The premium yield-to-health care cost spread was positive 430 basis points in the second quarter of this year after being negative a year ago. Given the wealth of 2014 opportunities we have, we continue to price in a disciplined manner. With this in mind, we are maintaining our commercial premium yield-to-health care cost spread guidance for the balance of '13.
As part of the effort to reposition the commercial book, we did anticipate membership attrition. Commercial enrollment has declined by approximately 8% year-to-date within our overall guidance range for the full year of 2013.
The key to our commercial enrollment story continues to be our tailored network products. At the end of the second quarter of '13, our tailored network products account for more than 37% of total commercial enrollment, up from approximately 35% at the end of the second quarter of '12. Our tailored network momentum got a new boost in the second quarter as CalPERS selected Health Net's tailored network products as part of its offering to members in '14. We are seeing more interest in tailored network products in the large accounts segment, where such products have not historically been a significant factor.
Let me make a brief comment about our Government Contracts segment. We noted when we announced our first quarter '13 results that we expected significant improvement in the pretax contribution in the second quarter of '13. That's what happened as Government Contracts contributed approximately $18.1 million in pretax income in the second quarter. We now expect the full year pretax income for 2013 to be approximately $55 million to $60 million, somewhat lower than prior guidance due to certain adjustments under our TRICARE contract.

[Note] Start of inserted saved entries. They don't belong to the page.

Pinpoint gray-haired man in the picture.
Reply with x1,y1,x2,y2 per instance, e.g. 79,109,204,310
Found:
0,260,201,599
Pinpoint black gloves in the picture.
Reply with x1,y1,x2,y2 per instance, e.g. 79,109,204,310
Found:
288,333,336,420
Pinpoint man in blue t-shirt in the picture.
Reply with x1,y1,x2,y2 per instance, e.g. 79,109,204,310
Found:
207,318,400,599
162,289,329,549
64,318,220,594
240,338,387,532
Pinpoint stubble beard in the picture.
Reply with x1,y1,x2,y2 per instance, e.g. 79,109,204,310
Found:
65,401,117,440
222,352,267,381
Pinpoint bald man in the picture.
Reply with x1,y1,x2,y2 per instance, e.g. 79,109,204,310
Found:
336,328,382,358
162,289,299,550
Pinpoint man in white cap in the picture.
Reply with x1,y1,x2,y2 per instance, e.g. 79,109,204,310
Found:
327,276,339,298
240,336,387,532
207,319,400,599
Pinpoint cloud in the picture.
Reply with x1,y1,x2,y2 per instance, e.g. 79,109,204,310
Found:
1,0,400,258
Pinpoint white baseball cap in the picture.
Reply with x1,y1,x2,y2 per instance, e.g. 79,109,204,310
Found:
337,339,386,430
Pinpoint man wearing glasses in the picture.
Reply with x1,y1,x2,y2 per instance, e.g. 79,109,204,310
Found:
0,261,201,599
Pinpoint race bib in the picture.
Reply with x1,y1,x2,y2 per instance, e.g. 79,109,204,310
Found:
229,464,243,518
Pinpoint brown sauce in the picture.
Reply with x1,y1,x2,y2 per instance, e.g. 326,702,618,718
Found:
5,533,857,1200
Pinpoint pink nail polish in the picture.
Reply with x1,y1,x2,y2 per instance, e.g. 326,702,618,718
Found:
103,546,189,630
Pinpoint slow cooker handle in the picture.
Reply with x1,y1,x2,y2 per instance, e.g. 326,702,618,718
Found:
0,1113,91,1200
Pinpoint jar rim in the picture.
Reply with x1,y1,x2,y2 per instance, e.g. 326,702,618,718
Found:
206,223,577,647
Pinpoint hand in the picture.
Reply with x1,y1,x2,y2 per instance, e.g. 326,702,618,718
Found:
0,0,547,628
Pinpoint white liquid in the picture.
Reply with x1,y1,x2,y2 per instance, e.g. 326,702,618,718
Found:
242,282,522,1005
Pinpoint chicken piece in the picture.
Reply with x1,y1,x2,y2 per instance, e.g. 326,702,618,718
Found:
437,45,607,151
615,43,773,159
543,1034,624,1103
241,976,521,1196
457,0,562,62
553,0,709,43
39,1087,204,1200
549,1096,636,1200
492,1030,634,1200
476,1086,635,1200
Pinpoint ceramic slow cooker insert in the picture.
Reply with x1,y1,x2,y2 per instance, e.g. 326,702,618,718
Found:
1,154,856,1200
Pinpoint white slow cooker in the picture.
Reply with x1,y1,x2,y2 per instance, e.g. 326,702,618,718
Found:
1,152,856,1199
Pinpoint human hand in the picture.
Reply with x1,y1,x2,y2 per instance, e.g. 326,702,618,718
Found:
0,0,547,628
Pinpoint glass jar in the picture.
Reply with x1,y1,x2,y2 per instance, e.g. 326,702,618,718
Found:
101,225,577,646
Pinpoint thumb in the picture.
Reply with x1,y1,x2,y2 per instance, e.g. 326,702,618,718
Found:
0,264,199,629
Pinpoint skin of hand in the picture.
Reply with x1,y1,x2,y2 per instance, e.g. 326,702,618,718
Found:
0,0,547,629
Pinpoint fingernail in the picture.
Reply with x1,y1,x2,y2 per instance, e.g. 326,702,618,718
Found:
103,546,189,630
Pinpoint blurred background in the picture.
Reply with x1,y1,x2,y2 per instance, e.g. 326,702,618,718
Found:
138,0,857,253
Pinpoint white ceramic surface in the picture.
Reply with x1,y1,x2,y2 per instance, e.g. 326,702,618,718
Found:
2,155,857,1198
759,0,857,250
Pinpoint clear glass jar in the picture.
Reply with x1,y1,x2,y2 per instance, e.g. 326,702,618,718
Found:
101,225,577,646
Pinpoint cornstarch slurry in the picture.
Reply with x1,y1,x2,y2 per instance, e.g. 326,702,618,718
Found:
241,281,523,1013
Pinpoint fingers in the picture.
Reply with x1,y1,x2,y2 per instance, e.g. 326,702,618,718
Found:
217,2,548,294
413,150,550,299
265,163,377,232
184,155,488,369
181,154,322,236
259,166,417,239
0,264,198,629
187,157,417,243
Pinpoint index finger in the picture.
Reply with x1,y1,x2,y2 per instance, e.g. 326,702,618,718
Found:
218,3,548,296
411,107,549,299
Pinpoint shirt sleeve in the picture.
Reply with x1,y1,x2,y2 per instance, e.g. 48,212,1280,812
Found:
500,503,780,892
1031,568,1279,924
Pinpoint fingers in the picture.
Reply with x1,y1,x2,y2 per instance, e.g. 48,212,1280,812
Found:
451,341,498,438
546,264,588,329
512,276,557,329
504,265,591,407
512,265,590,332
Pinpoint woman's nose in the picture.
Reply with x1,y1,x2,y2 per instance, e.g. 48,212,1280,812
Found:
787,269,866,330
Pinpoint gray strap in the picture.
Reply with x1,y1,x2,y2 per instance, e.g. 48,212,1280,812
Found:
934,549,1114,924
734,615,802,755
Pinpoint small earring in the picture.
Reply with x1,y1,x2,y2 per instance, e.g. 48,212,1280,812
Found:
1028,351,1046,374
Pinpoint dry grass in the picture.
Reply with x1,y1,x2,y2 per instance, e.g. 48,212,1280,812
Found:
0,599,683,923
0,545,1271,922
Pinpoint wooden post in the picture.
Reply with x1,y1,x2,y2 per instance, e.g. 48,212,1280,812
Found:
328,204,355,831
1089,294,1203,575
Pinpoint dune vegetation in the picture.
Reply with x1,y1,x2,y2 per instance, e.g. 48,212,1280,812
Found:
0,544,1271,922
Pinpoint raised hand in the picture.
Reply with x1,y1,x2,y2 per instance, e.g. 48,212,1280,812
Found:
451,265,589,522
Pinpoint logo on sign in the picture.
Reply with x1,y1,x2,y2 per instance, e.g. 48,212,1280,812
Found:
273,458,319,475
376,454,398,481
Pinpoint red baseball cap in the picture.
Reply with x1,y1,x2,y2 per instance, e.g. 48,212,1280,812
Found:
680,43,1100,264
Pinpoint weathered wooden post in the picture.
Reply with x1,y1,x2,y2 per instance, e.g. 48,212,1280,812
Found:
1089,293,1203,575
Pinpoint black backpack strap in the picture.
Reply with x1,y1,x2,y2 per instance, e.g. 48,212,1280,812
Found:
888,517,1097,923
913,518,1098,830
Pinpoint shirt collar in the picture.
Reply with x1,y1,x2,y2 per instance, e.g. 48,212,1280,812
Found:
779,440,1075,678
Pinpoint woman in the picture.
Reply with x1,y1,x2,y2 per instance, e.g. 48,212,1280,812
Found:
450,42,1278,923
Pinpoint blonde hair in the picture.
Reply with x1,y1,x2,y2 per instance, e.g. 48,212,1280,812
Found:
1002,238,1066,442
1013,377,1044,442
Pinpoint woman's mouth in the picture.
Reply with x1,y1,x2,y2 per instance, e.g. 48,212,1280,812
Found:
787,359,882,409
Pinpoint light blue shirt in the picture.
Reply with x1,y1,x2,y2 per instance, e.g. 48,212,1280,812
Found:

Let me now turn to Medicare. The Medicare Advantage MCR did well in the second quarter of '13. It improved by 210 basis points compared with the second quarter of '12. We're encouraged by the favorable Medicare health care cost trends, particularly in physician and outpatient services. We expect the Medicare Advantage MCR to be close to this level or even better through the second half of '13.
Let me make a brief comment on our MA proposals for next year. We approached '14 in much the same way that we approached '13. We focused on achieving reasonable margins and gaining enrollment in specific geographic areas where we have more competitive health care cost structures.
Medicaid did well in the second quarter of '13, as moderating health care costs contributed to MCR improvement quarter-over-quarter. This sequential Medicaid MCR improvement was significantly influenced by California's reinstatement of Medicaid premium taxes on June 27 as part of the new state budget. The taxes were retroactive to July 1, '12. This resulted in our recording $35.7 million in premium tax expense on the G&A line in the second quarter of '13. In addition, the state increased premiums by the same amount, so there's no impact on the bottom line. The increased premiums, though, did benefit the Medicaid MCR by 510 basis points in the second quarter of '13. The Medicaid premium tax effect caused the G&A ratio to be higher in the second quarter, at 11%. The $35.7 million in premium taxes amounted to approximately 120 basis points. We currently expect taxes to continue for 3 years starting July 1, '13.